We had a room with balcony on Deck 11, the Baja Deck -- that's the 11th floor -- in what is essentially a huge, 19-story high, self-contained floating hotel. The Princess was launched in 2004 as the largest passenger ship afloat, with room for 3,110 paggengers and 1200 crew.

We took off at 5:00 P.M. and slowly left the port. We watched from our, surprisingly roomy, balcony as the resort hotels and condos of North Miami Beach faded away. Our cabin was on the starboard side so we looked south as we departed. Below us were the balconies of passengers who had suites and mini-suites.
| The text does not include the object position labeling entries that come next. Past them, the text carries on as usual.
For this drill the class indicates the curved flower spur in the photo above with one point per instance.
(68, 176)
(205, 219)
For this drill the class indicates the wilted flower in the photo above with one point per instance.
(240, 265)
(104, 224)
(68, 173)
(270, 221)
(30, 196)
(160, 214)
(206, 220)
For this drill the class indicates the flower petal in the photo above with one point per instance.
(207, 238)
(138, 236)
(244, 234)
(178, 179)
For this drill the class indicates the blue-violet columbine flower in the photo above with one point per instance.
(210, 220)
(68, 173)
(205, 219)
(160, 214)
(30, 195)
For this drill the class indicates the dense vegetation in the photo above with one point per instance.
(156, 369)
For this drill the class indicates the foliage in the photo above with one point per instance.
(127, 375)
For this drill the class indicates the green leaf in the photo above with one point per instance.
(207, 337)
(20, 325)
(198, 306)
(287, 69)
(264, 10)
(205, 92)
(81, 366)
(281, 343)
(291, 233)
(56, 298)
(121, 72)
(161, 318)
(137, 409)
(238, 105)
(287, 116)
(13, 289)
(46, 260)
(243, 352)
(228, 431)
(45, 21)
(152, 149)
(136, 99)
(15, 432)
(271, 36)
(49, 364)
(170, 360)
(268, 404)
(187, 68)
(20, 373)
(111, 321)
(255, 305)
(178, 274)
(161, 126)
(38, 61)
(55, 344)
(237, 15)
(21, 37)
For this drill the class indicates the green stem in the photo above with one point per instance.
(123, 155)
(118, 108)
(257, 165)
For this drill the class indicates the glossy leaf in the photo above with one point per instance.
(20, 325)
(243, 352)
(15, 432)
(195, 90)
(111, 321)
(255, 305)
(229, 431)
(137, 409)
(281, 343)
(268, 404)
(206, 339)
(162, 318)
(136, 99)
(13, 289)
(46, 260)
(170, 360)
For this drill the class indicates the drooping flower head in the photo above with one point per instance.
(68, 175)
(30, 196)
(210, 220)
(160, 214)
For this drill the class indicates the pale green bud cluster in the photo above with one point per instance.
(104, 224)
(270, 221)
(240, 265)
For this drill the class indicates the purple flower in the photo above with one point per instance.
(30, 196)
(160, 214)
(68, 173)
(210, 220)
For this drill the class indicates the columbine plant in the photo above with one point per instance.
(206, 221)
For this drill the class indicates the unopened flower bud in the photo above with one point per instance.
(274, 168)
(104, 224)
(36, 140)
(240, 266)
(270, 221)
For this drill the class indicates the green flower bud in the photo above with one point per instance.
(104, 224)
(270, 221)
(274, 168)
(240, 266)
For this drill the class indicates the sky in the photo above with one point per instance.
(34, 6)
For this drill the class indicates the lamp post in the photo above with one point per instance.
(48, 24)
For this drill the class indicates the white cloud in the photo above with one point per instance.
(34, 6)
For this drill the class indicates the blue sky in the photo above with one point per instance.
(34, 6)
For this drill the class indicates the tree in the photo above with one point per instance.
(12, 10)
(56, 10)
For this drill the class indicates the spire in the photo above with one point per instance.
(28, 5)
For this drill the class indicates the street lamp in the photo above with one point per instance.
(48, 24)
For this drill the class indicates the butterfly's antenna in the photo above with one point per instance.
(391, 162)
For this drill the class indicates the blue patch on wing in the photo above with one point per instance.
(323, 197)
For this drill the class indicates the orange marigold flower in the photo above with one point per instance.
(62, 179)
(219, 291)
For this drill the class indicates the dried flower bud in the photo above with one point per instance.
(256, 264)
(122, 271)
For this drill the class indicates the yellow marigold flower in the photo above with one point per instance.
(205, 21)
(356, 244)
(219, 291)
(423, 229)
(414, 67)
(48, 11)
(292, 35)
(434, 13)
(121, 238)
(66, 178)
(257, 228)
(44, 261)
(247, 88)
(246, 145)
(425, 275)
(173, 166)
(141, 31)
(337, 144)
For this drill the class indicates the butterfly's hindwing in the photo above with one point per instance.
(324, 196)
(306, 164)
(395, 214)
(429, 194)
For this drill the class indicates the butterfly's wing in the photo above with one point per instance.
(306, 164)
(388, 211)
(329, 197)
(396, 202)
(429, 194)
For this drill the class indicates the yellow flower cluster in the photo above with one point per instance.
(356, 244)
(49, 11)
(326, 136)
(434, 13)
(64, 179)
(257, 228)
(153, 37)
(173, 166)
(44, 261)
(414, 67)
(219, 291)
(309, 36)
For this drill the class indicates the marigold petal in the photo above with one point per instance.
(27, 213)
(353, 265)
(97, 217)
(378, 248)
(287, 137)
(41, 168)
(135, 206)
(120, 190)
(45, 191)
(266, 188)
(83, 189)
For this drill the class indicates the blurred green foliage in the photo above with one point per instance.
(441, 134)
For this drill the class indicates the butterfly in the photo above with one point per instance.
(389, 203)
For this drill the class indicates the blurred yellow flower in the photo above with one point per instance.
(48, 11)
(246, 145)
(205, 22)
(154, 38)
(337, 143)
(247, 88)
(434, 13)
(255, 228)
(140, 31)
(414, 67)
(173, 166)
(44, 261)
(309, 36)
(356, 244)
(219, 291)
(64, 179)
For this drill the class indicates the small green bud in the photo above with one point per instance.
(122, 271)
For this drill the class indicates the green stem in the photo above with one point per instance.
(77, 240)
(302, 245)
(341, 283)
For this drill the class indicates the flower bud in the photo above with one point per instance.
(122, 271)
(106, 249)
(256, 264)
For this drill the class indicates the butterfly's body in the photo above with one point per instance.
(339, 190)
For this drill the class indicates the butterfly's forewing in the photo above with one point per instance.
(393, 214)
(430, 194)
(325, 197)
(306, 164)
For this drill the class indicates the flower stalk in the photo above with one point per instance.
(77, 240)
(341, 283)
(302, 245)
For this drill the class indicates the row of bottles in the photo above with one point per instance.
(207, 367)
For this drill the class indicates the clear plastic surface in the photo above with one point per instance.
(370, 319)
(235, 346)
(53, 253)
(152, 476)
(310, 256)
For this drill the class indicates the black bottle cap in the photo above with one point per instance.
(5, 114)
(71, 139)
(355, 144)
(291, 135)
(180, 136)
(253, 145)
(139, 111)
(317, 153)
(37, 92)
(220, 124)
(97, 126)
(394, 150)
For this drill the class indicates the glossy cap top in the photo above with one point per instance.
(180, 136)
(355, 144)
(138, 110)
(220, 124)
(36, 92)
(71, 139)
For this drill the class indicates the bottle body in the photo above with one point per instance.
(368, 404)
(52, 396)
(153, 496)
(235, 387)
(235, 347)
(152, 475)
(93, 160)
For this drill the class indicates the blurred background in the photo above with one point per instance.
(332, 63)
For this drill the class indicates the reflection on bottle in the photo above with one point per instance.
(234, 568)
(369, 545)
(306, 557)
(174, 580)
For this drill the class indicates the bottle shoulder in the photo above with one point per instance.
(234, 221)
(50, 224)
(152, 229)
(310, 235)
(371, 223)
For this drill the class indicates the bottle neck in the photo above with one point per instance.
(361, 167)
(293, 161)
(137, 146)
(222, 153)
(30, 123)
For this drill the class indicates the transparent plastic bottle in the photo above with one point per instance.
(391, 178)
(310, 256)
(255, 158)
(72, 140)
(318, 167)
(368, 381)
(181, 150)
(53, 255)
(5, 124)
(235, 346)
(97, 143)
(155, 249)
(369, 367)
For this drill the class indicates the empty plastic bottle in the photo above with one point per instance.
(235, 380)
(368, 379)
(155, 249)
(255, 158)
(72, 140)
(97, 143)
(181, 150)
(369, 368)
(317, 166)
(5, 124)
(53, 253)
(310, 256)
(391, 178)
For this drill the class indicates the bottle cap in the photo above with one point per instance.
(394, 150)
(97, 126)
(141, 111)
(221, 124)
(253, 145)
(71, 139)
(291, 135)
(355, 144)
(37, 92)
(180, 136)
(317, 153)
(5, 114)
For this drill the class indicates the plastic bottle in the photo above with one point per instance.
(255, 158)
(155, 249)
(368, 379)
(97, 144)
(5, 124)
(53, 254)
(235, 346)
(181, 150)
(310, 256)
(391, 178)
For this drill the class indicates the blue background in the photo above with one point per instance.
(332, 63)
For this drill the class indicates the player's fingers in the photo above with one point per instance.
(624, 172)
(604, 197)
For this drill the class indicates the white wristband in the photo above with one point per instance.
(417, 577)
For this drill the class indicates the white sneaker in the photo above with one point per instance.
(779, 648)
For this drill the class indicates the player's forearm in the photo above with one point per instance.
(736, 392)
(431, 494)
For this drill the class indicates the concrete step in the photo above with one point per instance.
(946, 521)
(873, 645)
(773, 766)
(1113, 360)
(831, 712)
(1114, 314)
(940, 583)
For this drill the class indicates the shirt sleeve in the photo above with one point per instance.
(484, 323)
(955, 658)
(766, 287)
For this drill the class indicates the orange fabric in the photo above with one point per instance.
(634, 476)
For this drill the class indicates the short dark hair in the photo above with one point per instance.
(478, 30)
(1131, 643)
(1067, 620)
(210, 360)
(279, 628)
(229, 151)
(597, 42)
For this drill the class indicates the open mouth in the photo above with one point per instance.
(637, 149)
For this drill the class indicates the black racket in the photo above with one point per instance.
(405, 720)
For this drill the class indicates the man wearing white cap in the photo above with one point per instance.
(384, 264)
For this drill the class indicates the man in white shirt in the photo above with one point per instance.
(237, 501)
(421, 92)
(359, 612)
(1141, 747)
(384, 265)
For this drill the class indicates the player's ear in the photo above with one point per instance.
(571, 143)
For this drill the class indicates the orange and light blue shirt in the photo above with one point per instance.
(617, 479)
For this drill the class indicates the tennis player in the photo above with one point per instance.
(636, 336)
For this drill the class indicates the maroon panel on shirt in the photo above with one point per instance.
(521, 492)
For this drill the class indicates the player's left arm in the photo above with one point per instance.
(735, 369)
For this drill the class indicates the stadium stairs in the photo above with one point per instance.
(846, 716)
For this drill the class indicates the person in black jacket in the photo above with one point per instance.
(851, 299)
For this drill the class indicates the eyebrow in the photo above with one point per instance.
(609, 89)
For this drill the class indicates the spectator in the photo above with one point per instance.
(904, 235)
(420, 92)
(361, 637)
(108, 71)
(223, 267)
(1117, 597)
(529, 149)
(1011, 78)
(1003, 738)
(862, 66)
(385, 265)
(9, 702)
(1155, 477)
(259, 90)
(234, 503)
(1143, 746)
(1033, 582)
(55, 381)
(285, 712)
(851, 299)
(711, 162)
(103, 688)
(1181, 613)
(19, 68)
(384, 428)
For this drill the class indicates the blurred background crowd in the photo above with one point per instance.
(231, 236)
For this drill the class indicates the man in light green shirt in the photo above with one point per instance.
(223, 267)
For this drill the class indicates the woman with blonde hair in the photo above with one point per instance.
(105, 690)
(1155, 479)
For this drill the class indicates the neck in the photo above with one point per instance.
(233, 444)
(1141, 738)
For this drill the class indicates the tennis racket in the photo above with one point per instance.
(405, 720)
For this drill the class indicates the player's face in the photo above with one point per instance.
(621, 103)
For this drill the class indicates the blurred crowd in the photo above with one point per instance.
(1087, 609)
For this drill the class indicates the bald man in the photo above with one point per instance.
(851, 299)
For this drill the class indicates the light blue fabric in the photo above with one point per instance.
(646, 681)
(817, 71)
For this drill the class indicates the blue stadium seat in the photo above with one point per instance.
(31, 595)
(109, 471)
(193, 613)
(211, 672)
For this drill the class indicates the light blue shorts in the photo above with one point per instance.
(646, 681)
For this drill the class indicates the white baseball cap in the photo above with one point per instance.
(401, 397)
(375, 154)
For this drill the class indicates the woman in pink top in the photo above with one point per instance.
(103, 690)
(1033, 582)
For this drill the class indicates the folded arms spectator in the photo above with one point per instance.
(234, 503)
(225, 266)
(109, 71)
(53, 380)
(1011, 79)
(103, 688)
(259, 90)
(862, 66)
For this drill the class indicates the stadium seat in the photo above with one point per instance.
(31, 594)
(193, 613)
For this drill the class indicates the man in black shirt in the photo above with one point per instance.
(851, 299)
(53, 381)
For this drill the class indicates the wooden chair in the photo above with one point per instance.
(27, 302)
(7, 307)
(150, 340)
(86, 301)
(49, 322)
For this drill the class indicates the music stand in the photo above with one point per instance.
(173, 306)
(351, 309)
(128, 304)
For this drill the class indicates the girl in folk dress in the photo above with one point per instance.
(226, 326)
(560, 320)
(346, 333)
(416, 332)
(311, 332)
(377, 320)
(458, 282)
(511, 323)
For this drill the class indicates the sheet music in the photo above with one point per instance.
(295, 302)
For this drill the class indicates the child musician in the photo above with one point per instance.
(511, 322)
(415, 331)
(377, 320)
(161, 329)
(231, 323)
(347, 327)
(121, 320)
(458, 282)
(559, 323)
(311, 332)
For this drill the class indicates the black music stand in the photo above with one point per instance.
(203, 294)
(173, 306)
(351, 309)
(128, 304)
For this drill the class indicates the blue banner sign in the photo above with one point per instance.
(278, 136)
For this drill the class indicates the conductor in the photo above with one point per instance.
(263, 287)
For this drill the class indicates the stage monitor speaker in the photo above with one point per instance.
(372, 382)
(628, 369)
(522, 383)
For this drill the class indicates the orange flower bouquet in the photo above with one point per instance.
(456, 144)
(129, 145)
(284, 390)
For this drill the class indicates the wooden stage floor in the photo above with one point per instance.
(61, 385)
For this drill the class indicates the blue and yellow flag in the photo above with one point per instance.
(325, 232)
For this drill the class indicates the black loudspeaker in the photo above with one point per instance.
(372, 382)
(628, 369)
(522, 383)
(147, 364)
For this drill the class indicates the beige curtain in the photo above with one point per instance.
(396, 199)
We had originally booked a mini-suite for a little more room and a larger balcony, but we heard there was little privacy on the balconies on these decks. The folks online at Cruise Critic were right, although we had great privacy on our balcony, we could look right down into all the balconies below us and to the right and left.

Soon we were in the open ocean and put on some speed. The TV in the cabin said we were going 18 knots. That's almost 21 miles per hour. It seemed quite fast, especially if you looked down at the water rushing past the side of the ship.

All you could see was sky and ocean. The sun was setting and it was time for cocktails on our balcony.

NOTE -- NAUTICAL MILE is a unit of length used in marine navigation that is equal to a minute of arc of a great circle on a sphere. One international nautical mile is equivalent to 1852 meters, 6077 feet or 1.151 statute miles. A KNOT is a unit of measure for speed. If you are traveling at a speed of 1 nautical mile per hour, you are traveling at a speed of 1 knot. During this account I will sometimes convert nautical miles to statute miles but as we are Americans you will have to figure the meters out for yourself. We don't do metric.